The program of Second Concert, February 24, included predominately French composers, from Gluck to Debussy. The Les Djinns for Piano and Orchestra – Franck was a Boston premiere. The Overture-Joyeuse by David Stanley Smith was conducted by the composer. This must have been a substitution, as an article dated January 21 had listed two movements from Hadley’s Symphony that won the Paderewski and the Conservatory prizes to be led by the composer. (Herald (January 21, 1904): 10, GB)

(Globe (February 21, 1904) Globe Archive)

The Journal referred to “increasing interest in the programs of the Chickering ‘Production’ Concerts, and the third of the series” promises to add much to the popularity.” (Journal (March 1, 1904, 1904): 4, GB)

The Herald noted the pleasure already given to patrons by the first two concerts and cited “the important results for the cause of music not only in this city but throughout the country. The programmes already presented have been reproduced by newspapers in all the large cities” (Herald (February 28, 1904): 39, GB) These concerts had done much “for the reputation of Boston as a musical centre.” (Ibid)

The Third Concert on March 9, 1904 included:

     Prelude from the Birds of Aristophanes – John K. Paine (Boston premiere, conducted by the composer; World premier by Theodore Thomas at Chicago, February 28, 1903)(Herald, Op. cit)

     Concerto for Piano – Ernest Hutcheson (Boston premiere, the composer as soloist; World premiere, Berlin 1898)(Herald, Op. cit.)

     Two Fragments: The Saracens and The Beautiful Alda – E. A. MacDowell

     Rhapsody for Baritone and Orchestra: Cahal Mor of the Wine Red Hand – Horatio Parker with Stephen Townsend as the soloist. Accompaniment rescored after the BSO premiere March 30, 1895. (Herald, Op. cit.)

     Suite Algerienne – Saint-Saens

The Fourth Concert on March 23, 1904 included:

     Suite from Castor and Pollux – Rameau (arr.

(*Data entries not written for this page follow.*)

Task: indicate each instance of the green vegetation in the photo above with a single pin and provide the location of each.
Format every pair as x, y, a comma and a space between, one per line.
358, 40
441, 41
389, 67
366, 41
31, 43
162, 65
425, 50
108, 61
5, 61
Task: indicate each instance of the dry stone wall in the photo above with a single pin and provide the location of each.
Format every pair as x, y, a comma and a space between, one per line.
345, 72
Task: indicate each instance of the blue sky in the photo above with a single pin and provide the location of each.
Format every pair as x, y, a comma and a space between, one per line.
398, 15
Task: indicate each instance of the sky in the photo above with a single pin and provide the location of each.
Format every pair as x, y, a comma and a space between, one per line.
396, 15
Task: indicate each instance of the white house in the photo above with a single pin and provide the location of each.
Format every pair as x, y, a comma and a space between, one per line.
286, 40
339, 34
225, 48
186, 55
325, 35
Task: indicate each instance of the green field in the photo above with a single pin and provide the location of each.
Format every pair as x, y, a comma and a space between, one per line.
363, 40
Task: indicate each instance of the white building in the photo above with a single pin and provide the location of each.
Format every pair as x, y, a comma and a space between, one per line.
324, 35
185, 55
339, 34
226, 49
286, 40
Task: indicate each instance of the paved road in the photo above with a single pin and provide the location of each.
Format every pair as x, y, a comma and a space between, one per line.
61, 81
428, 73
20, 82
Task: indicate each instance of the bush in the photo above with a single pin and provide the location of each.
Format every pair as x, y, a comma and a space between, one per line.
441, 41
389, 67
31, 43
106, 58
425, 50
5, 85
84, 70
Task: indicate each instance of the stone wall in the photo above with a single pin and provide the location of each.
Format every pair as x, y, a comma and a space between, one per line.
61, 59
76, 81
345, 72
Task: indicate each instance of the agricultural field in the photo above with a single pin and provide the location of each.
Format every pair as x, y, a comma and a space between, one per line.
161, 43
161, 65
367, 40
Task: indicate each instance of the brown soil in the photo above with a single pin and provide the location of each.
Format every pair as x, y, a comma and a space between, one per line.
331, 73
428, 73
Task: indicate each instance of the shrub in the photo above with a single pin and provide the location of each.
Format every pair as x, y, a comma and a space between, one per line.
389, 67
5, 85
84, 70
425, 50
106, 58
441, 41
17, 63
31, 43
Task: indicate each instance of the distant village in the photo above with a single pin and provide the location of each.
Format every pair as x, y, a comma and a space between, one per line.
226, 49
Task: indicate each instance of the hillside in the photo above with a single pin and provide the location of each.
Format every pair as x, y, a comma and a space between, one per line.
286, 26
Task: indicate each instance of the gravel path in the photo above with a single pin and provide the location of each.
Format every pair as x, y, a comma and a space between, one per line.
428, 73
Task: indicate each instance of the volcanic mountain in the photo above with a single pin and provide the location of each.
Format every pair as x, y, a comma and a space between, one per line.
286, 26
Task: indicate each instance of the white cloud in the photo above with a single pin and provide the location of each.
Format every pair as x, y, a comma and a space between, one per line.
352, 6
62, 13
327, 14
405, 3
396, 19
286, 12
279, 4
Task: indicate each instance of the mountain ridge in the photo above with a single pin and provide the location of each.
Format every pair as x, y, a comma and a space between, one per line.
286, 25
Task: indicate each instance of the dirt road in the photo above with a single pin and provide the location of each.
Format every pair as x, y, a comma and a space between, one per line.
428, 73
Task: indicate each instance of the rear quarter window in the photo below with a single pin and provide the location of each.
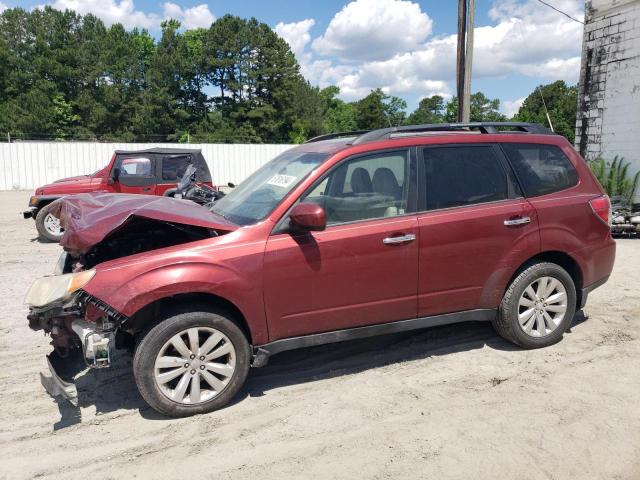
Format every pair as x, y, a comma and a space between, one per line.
541, 169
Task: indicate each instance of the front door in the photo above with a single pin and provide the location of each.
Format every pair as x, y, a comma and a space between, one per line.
172, 170
475, 228
361, 270
137, 174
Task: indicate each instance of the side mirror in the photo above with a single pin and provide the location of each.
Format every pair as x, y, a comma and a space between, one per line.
115, 175
308, 217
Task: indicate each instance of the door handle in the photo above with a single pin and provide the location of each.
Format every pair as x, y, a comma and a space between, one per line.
517, 221
403, 239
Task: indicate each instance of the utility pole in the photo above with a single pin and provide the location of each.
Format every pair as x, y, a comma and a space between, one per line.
460, 57
468, 65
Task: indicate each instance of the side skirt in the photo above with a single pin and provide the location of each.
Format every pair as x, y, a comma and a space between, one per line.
261, 353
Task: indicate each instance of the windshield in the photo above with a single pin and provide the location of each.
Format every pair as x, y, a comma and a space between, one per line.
262, 191
185, 181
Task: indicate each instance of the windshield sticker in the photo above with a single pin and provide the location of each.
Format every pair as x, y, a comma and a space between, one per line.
280, 180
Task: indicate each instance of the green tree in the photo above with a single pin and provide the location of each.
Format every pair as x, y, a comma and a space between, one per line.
338, 116
379, 110
562, 103
430, 110
481, 109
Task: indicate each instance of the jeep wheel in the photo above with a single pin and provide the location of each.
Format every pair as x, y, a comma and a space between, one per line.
191, 362
48, 226
538, 306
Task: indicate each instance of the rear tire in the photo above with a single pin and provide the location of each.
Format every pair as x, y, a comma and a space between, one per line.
48, 226
197, 383
531, 320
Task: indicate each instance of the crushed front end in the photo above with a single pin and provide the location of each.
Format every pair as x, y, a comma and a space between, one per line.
81, 327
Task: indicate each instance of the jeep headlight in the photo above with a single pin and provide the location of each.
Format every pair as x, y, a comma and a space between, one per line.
46, 290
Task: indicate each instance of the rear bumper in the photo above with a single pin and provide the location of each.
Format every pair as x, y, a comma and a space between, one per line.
587, 290
61, 384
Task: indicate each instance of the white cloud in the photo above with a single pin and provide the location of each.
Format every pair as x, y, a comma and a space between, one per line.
377, 49
511, 107
125, 12
374, 29
296, 34
195, 17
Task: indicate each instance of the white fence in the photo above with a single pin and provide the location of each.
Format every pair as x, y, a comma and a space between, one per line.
25, 166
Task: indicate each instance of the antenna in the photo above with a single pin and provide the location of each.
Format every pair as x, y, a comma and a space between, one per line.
545, 109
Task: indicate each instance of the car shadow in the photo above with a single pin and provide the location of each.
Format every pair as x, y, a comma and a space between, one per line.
114, 389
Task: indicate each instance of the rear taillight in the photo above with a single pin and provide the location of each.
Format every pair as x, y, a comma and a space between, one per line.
601, 206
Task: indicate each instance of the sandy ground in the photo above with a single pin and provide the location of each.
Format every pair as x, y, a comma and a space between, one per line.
450, 402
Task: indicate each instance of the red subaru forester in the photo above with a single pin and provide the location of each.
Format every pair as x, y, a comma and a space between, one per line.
346, 236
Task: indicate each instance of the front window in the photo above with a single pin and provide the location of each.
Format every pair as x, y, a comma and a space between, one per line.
364, 188
136, 166
258, 195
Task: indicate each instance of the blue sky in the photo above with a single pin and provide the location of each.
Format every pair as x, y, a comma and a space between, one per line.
406, 47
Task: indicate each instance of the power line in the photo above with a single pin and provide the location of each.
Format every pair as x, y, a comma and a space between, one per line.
560, 11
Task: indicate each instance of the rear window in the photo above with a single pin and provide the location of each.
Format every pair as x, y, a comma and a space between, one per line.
463, 175
541, 169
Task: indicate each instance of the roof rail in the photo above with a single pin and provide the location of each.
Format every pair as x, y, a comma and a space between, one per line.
482, 127
329, 136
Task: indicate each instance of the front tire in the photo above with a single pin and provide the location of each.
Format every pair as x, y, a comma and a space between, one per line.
538, 306
48, 226
191, 362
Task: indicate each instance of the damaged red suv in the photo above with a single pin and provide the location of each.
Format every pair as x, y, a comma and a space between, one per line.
346, 236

Gevaert)

     Symphonic Sketches – Chadwick (conducted by the composer) (In a letter to Chadwick asking him to conduct these pieces, Lang referred to them as “three pieces of yours that Mollenhauer once played on a tour.” (NEC Collection)

Aria for Mezzo-Soprano – Strube with Miss Josephine Knight

     Concerto for Violin and Orchestra Op. 26 – Bruch with Miss Nina Fletcher

     Poem Symphonique Op. 13 – Glazounow

The Second Season (1905-06) was very different; there were at least twelve concerts, but they were all of chamber groups, and the Artistic Director was H. G. Tucker (one of Lang’s piano pupils).

During the Third Season (1906-07) two songs by Margaret were performed – The Sea Sobs Low [never published ?] and Spring sung by Bertha Cushing Child, contralto accompanied by Arthur Colburn. During the next season Summer Noon was sung on January 6, 1907 by Miss Mary Desmond, “the English Contralto” with Mr. A. de Voto as accompanist. At the January 10, 1909 concert Arnold Dolmetsch used a harpsichord and Clavichord built by Chickering.